Isogai Yuuma mendesah sekali lagi, "ayo kembali ke kelas. Koro-sensei sudah nungguin kita."
"Padahal aku baru saja tidur siang."
Sejak dulu, saat terakhir kali aku meninggalkan gedung utama, selalu begini. Isogai Yuuma berdalih yang akan membangunkanku jika saja saja aku berani bolos setelah istirahat siang.

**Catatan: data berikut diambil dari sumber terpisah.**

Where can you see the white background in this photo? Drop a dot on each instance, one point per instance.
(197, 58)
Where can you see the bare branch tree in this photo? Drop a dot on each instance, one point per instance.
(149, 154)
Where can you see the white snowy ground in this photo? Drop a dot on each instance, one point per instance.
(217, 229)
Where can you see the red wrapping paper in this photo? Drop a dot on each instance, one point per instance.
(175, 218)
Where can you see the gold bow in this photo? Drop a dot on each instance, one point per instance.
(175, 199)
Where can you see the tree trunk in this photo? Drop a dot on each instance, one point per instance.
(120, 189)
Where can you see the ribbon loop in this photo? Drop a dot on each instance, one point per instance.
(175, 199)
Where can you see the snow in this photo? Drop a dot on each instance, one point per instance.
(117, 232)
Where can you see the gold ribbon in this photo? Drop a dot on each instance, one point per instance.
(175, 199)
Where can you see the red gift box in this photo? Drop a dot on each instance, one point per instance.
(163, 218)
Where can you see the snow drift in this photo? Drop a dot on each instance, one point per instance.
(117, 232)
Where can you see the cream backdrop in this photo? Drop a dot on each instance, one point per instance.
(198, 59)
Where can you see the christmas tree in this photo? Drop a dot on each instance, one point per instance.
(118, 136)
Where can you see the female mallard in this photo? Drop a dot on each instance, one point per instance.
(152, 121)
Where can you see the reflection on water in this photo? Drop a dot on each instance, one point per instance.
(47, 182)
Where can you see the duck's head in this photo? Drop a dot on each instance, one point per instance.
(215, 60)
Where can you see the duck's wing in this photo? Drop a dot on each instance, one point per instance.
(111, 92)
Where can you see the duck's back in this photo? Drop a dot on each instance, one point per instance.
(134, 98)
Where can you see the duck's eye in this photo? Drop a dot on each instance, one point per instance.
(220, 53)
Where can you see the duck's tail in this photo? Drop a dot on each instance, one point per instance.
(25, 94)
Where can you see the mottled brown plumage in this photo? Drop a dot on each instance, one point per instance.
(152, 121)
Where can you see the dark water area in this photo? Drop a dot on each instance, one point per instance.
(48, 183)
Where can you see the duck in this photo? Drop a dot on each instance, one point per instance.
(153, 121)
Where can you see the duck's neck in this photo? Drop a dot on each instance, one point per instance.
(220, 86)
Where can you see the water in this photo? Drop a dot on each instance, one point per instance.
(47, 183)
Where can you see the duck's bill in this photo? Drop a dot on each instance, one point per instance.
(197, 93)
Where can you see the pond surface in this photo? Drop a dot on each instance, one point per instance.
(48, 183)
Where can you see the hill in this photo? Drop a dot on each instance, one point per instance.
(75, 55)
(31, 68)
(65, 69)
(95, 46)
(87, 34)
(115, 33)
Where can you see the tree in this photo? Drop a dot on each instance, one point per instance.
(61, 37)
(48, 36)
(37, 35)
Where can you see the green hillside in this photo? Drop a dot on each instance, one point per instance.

Si pucuk terlalu ajaib untuk menemukan keberadaanku di tempat bukit seluas ini. Mungkin penciumannya lebih kuat dari anjing tetanggaku, sampai-sampai ia bisa mengendus keberadaanku di sini. Selalu acak setiap hari.
Aku bangkit dari tempat tidur ternyaman yang kutemui. Merapikan sejenak pakaianku yang agak kusut. Tanganku tega menggusur debu-debu yang membentuk koloni di bajuku.
"Kau habis bergadang?" ―pengamatan Isogai memang selalu bagus. Ia menyadari area hitam di kelopak mataku, repot-repot aku tutupi dengan bedak. Padahal aku yakin kalau itu tidak begitu kelihatan untuk jarak sejauh ini. "Kau memang habis ngapain?"
"Main game."
Jawaban yang jujur. Tapi memicu aura gelap di balik sosok Isogai.
"Kau ini..." Ia memberengut. Perempatan imanijernya terlihat olehku. Tapi aku tidak peduli. "Kemarin itu aku sampai cuti buat belajar matematika."
"Yah―" aku mengguap. "―aku sudah belajar materi itu. Dan juga tidak susah untukku."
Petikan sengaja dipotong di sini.